L’écrivain a commencé à travailler sur le livre au printemps 2013. Pour lui, il s’agit du moment situé entre l’effondrement du régime de Mohamad Morsi, sous la pression des manifestations de masse, et un nouveau régime. « C’est un moment qui ressemble à celui du sommeil : quand la personne est déchirée entre une fatigue extrême et la résistance au sommeil. C’était le moment propice pour que je me mette au travail et que j’écrive sur le sommeil », souligne l’auteur.
Al-Wardani voit dans le sommeil une source de force, un moyen de changement et l’espoir de dissiper l’obscurité. Dans Le Livre du sommeil, il s’attache à explorer cet acte inerte et à le rendre actif.
Dormir ne signifie pas céder
Le sommeil, pour l’auteur, c’est plutôt la possibilité de renaître, de se réveiller, de recommencer. Dans aucun cas n’est-il synonyme de défaite pour Al-Wardani. « Le sommeil, avec toute la frustration et la soumission qu’il comporte, n’est pas un moyen de résistance dans un conflit, mais plutôt une renaissance à un certain tournant du conflit. […] Quand les jeunes se sont mis à l’abri dans leur caverne pour fuir la ville qui les oppressait, ils n’ont ni fondé de communauté utopique, ni prêché les prescriptions de leur confession pour lesquelles ils étaient opprimés. Ils n’ont pas non plus construit de forteresse pour attaquer ceux qui les opprimaient. Ils ont tout simplement dormi pendant 309 ans. Ils n’ont rien fait d’autre que dormir », écrit Haïssam Al-Wardani dans le fragment intitulé Les Compagnons de la caverne. Dans ce sens et pour l’auteur, le groupe dormant, qui fuit l’injustice et l’oppression, ne cherche pas la résistance, mais un nouveau début. Et tout sommeil qui ne mène pas à se réveiller pour recommencer et renaître est synonyme de mort ou de coma.
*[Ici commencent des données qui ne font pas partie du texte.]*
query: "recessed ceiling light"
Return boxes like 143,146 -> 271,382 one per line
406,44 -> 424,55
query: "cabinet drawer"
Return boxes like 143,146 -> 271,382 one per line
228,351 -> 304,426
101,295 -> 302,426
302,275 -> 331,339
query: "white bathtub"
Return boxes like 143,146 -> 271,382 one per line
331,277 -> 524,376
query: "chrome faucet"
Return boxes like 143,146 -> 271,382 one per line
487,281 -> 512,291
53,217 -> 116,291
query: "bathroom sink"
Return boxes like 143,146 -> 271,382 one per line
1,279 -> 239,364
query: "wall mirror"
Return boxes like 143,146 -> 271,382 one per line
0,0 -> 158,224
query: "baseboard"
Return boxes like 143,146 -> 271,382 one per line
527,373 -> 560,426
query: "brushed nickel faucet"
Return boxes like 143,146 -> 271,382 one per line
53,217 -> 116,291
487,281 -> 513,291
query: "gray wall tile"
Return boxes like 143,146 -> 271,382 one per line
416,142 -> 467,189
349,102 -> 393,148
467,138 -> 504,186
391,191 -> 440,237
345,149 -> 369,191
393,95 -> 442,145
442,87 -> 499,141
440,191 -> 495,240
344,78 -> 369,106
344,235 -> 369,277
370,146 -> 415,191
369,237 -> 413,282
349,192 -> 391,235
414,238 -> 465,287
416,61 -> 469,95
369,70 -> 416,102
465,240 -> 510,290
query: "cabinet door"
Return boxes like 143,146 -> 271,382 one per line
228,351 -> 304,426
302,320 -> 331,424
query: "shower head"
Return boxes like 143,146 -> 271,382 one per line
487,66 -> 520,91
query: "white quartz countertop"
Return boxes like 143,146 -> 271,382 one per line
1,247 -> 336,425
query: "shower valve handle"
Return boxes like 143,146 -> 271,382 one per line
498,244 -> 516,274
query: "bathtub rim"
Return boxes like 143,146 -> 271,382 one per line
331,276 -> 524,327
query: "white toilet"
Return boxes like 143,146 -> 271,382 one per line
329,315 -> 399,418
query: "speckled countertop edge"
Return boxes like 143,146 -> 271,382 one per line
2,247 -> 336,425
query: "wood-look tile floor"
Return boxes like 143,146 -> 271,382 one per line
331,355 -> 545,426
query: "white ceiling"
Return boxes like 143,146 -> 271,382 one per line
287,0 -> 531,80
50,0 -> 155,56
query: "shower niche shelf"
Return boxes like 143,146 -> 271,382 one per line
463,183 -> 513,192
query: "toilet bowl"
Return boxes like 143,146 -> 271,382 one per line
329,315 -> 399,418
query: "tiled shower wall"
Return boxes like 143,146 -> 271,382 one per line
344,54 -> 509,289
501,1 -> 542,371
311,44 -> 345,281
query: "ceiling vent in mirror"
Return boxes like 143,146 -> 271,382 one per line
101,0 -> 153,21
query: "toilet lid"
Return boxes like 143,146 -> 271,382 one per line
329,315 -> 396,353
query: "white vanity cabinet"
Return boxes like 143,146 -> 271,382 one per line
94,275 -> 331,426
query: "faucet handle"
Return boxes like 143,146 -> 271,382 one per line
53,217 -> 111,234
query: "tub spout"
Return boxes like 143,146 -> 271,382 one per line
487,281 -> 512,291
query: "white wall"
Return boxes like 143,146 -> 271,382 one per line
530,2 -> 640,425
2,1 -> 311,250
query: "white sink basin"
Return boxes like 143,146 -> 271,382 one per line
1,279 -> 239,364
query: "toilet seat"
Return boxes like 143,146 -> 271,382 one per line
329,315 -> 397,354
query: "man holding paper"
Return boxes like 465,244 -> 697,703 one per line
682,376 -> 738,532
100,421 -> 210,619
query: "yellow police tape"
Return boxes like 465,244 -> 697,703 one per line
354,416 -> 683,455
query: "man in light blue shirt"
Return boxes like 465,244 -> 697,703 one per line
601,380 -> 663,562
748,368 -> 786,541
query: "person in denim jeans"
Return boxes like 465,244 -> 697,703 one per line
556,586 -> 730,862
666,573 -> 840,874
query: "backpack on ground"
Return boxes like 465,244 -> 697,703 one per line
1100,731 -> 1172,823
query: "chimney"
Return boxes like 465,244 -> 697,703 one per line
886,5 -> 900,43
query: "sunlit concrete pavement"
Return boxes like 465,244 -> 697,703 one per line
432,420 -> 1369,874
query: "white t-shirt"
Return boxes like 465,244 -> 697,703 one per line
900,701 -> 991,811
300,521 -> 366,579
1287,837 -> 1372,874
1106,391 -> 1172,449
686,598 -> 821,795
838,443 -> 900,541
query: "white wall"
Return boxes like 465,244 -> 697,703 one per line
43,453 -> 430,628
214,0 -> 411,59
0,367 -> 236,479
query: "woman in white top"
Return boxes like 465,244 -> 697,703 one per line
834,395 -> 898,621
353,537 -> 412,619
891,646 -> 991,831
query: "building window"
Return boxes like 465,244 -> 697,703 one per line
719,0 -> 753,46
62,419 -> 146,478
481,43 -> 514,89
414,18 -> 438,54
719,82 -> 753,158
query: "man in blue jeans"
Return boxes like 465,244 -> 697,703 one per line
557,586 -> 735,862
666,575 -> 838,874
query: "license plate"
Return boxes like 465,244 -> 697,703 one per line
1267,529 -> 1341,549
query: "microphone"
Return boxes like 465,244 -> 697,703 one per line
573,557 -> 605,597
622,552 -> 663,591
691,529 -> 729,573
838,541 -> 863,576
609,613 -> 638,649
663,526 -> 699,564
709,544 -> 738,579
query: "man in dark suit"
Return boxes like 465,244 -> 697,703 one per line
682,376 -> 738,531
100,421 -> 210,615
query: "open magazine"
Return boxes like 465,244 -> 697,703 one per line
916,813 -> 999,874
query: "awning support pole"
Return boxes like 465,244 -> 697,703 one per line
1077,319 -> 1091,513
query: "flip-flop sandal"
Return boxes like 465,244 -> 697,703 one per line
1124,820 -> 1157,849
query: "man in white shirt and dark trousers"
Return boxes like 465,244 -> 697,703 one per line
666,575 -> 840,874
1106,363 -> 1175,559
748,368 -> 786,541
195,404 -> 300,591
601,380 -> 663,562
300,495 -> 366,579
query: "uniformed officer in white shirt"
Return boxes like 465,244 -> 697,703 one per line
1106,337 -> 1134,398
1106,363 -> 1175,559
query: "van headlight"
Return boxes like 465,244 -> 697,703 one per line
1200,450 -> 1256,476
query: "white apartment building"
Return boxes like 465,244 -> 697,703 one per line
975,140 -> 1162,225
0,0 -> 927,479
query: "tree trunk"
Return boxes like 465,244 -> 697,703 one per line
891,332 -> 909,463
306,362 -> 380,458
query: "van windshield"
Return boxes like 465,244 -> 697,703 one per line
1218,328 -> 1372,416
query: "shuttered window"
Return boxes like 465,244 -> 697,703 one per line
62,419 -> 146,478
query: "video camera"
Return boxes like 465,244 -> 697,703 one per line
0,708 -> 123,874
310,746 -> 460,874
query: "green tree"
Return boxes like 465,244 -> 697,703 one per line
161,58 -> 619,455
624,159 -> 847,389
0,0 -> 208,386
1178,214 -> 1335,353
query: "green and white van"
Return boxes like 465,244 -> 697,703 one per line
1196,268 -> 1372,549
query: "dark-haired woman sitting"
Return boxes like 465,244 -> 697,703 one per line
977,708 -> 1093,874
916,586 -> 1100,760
Dans ce même cadre, l’auteur pense que le sommeil est toujours accompagné de l’espoir que l’obscurité se dissipe et que le lendemain sera un jour meilleur. « Cet espoir n’est pas comme les autres types d’espoir. Il est le principe même d’espérer, issu du désir de traverser la rivière pour arriver à l’autre rive », indique Al-Wardani, dans le fragment intitulé Le Principe de l’espoir. L’objectif du sommeil est donc, pour l’auteur, de se transformer, de changer la réalité vécue ou encore de passer d’un état à un autre. Raison pour laquelle il considère que « l’insomnie est en fait l’incapacité d’accepter le changement (...) ou la réduction du sommeil à une simple fonction physiologique visant à reposer le corps ». Pour Al-Wardani, ceux qui souffrent d’insomnie sont à la fois incapables de changer la situation dans laquelle ils se trouvent. Ils sont suspendus entre le sommeil et la veille. Ce qui veut dire que le réveil, qui est l’équivalent de la révolte ou de la renaissance, n’existe pas pour eux. La quarantaine de fragments qui composent Le Livre du sommeil invitent le lecteur à repenser l’acte de dormir. Haïssam Al-Wardani précise : « L’histoire est écrite par ceux qui se sont réveillés et non par ceux qui se trouvent dans un état de sommeil ». Et c’est le dormeur qui décide du moment où il se réveillera .
Kitab Al-Nom, éditions Al-Karma, 2017
L’écrivain en quelques lignes
Né en 1972, Haïssam Al-Wardani est un écrivain égyptien basé à Berlin. Il a fait ses études à la faculté polytechnique de l’Université du Caire. Il a commencé sa carrière en tant que journaliste indépendant, publiant ses articles dans plusieurs revues culturelles comme Akhbar Al-Adab, Amkenah ou encore Zawaya. Parmi ses ouvrages, citons Kayfa Takhtafi (comment disparaître), publié aux éditions Kayfa Ta en 2013, et le recueil de nouvelles Holm Yaqaza (le rêve de l’éveil), publié chez Merit, au Caire, en 2011. En 2005, Al-Wardani a reçu le Prix Sawirès pour la littérature, dans la catégorie des jeunes écrivains.